Caleb’s success story also belies Street-Porter’s assertion that homeschool students are somehow shortchanged if they never experience certain hallmarks of traditional schooling: bullies, ironclad schedules, and being forced to socialize with complete strangers.
But avoiding a one-size-fits-all teaching method and hazards such as belligerent classmates are some of the primary reasons parents choose to homeschool. After all, home is supposed to be a sanctuary, the place where kids are most likely to feel safe, to be themselves—and to thrive.
As for socialization, if Street-Porter consulted her own country’s history she would see that homeschool parents often go to great lengths to ensure their children have ample opportunities to grow and learn through interactions outside the family.
England’s reigning monarch, Queen Elizabeth II, was essentially homeschooled along with her sister (through the help of some very learned tutors). To aid in their girls’ development, the queen’s parents arranged for the equivalent of a girl scouting troop to be formed at Buckingham Palace.
Of course, few parents are blessed with the resources of the royal family, a reality Street-Porter alludes to when she disdains all private schooling on the grounds that it often excludes the poor.
But that doesn’t mean homeschooling is only for the middle and upper classes.

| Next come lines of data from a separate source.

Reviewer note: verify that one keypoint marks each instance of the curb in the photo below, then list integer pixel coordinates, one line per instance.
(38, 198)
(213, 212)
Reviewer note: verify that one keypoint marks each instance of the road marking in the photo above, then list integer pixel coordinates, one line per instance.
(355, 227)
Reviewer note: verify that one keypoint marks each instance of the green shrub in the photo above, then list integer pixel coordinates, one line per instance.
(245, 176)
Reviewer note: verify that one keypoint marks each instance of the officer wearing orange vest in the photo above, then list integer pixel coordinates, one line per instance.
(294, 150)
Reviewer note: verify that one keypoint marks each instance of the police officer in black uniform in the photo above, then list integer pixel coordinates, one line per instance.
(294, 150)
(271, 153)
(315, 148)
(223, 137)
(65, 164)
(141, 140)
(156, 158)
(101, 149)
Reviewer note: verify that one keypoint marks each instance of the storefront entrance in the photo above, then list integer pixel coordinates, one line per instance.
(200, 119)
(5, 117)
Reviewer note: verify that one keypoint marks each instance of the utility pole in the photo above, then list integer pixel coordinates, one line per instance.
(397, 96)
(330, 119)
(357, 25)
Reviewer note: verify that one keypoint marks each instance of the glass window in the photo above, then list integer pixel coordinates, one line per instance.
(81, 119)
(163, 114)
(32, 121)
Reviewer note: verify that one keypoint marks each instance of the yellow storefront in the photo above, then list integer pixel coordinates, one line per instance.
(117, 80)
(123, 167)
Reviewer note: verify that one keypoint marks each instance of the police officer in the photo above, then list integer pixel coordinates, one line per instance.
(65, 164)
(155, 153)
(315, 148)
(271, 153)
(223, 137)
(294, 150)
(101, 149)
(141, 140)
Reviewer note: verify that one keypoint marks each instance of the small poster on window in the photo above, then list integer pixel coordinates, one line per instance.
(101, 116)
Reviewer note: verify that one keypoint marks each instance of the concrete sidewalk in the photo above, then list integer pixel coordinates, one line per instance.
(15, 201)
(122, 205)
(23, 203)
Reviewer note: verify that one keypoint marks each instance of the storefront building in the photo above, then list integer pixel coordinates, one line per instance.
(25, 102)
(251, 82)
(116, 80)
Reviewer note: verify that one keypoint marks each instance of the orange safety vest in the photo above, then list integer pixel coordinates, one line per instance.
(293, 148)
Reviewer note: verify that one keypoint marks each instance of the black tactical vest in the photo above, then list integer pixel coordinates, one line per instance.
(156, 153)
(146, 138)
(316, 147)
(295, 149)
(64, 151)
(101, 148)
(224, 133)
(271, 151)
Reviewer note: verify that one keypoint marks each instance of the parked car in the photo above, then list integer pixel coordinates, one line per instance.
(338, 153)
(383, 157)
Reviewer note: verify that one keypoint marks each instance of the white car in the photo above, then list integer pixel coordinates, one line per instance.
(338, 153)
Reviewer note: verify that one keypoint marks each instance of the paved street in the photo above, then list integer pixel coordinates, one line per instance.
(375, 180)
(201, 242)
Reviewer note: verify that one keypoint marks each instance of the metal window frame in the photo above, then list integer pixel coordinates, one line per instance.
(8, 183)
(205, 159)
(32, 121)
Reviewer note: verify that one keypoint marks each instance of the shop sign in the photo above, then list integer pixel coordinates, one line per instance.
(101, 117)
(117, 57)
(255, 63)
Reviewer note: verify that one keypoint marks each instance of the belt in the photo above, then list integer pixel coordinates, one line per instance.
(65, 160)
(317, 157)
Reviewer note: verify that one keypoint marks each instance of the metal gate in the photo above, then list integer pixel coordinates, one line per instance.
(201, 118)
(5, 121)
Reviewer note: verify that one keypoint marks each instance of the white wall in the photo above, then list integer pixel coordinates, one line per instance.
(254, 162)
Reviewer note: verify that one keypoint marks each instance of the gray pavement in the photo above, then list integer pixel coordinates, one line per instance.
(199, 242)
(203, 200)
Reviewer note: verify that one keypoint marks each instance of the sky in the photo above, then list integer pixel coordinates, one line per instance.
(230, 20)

At HSLDA, we are quite aware that homeschooling is demanding—most things worth doing take effort. Nevertheless, most parents choose this mode of education not because it is a luxury they can afford, but because they are convinced it is best for their children. This includes low-income and single parents.
This is also why our advocacy involves so much more than lobbying and legal work.
We encourage members to seek out support and to be engaged in the broader community. To this end we connect families with state and local homeschool groups and offer an educational consultant team whom our members may contact for answers to a wide range of questions.
For parents who feel stretched and who are searching for solutions to overwhelming challenges, we offer financial assistance and other practical help through HSLDA Compassion, our charitable outreach.
Ultimately, we see homeschooling as a means of promoting freedom and benefiting families. We’ve seen the movement accomplish great things here in the United States, and we’re certain it can do the same in the U.K.